Собственная её матушка некогда столкнулась со злом, истово боролась с ним, едва не отдав жизнь — может, дремлет и в самой Бринье это зло: скрытое, неукротимое?..
— Ты носишь их имя, их веру. Гнилое людское племя стало тебе родней бескрайних небес, — свартхёвда слабо шевелит перевязанным обломком крыла. — Тех, что мне уже не увидеть — и в этом вина лишь моя. Столько лет искала тебя — помыслить и не могла, что сама прилетишь.
— Такова ведь наша природа: видеть во снах-предзнаменованиях боль друг друга, скорбь… смерть.
— Больше всего на свете я боялась увидеть твою.
Бринья с трудом тянется рукой к животу: раны перевязаны, но с рук её кровь уж не смыть.
— Я расскажу ей… всё расскажу.
Арнлейв кивает.
Чёрные пустые глаза находят Бринью.
— Мои праматери летали по небу, неразумная дева, когда ваш народ ещё не придумал имён своим хозяйкам-богиням, — молвит свартхёвда, повернувшись в её сторону. — Дарован нам бескрылый облик, чтобы с человечьими мужьями соединяться, ибо не рождаются средь нас сыновья.
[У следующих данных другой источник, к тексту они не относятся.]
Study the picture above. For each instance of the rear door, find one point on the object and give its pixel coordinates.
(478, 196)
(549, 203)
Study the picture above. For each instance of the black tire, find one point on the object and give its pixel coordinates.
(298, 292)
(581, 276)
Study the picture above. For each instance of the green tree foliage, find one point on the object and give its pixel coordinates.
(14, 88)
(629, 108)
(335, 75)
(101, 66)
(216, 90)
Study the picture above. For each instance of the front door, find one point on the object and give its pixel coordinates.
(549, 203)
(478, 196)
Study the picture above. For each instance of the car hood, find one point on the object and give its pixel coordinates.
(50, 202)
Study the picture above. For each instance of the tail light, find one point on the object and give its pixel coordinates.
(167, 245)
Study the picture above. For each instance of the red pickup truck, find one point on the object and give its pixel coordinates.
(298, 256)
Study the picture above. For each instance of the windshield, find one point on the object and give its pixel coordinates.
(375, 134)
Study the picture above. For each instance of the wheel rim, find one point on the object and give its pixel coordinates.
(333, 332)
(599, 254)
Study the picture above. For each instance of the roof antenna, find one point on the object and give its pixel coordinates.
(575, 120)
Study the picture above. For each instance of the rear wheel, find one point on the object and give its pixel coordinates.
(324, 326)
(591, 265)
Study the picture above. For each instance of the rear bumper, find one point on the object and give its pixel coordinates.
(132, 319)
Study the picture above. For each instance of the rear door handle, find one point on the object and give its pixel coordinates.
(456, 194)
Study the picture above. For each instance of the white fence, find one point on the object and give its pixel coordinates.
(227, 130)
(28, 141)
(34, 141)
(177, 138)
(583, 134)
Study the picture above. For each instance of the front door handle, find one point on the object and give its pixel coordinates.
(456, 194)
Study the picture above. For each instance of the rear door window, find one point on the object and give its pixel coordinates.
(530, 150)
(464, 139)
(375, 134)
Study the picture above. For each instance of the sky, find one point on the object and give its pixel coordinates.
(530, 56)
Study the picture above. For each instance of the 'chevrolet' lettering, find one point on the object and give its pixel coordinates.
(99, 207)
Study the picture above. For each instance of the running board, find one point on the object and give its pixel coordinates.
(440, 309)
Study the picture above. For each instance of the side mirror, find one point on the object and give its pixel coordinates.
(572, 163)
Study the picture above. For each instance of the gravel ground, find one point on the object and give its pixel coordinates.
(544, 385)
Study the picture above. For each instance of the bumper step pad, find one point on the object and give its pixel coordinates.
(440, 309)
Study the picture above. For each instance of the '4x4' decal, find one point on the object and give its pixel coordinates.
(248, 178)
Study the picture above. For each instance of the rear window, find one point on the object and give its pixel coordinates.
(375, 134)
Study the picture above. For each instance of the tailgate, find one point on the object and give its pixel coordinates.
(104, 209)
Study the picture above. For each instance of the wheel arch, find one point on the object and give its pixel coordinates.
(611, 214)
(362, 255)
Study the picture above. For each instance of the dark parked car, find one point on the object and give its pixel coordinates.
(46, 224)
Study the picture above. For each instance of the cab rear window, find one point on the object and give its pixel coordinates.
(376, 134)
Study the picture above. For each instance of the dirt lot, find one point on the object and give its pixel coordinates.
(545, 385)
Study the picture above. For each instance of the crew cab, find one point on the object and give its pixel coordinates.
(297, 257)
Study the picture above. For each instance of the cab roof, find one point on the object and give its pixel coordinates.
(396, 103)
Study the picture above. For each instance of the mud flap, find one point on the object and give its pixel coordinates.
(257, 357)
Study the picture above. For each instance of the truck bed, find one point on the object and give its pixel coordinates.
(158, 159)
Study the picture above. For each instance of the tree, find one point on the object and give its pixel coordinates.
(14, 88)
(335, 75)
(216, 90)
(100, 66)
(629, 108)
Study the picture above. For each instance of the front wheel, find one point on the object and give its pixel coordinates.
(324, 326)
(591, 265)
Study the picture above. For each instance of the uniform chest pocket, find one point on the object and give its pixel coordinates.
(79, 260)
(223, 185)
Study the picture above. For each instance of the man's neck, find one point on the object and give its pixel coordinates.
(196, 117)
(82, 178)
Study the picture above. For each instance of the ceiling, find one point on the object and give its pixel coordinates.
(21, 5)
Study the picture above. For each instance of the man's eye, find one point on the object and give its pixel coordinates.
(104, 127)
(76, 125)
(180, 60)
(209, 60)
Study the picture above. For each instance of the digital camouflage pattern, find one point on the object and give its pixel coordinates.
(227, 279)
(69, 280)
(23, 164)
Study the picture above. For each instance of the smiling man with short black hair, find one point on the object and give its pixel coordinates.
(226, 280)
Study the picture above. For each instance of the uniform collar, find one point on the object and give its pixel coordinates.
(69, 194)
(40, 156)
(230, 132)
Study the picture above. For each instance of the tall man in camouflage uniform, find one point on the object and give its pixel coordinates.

Клонилась молодость моя к закату — пришло время последнего поколения могучих моих дочерей, что своими крыльями рассекают облака. Спустилась я в город, чтобы отца для них найти — статная тогда была из меня женщина, — вот и встретила того юношу, что влюбился в меня без памяти, семью оставил и пошёл за мною, куда ни скажу.
— И что же тогда?
Арнлейв тяжело вздыхает и опускает взгляд — будто зная, что будет дальше.
— Дрогнуло моё сердце немолодое да израненное, когда пришлось вновь птицею обернуться — чтобы понести птенцов, подобно неразумным моим сёстрам, — продолжает её мать рассказ. — Хотела после открыть ему суть истинную — да не пришлось: сам нашёл гнездо с моими дочерьми. Услышал, как кричат — неоперившиеся ещё, слепые — и перебить захотел всех до единой…
— Изверг! — дрожащим голосом восклицает Бринья, прижимая руку ко рту. Только не выражает птичья морда ни скорби, ни гнева — будто из камня высеченная.
— Лишь когда последней шею сворачивал, я подоспела и на части его разорвала, обезумев — остальные же отправились в вечный свой полёт, навстречу солнцу. Вот и решай сама, достойно ли это мести — коль судить меня вздумала, как и все те, что по мою голову приходили с мечами наголо.
Бринья слушает, слова вымолвить в ответ не может. Многим нашлось место в её сердце; что бы сделала она, потеряв их — ведомо лишь богиням. Ценен их урок, но жесток: жгучая вина сжигает изнутри подобно стали раскалённой.
— А что же последняя дочь… ты? — выдыхает Бринья и переводит взгляд на невесту — та кивает.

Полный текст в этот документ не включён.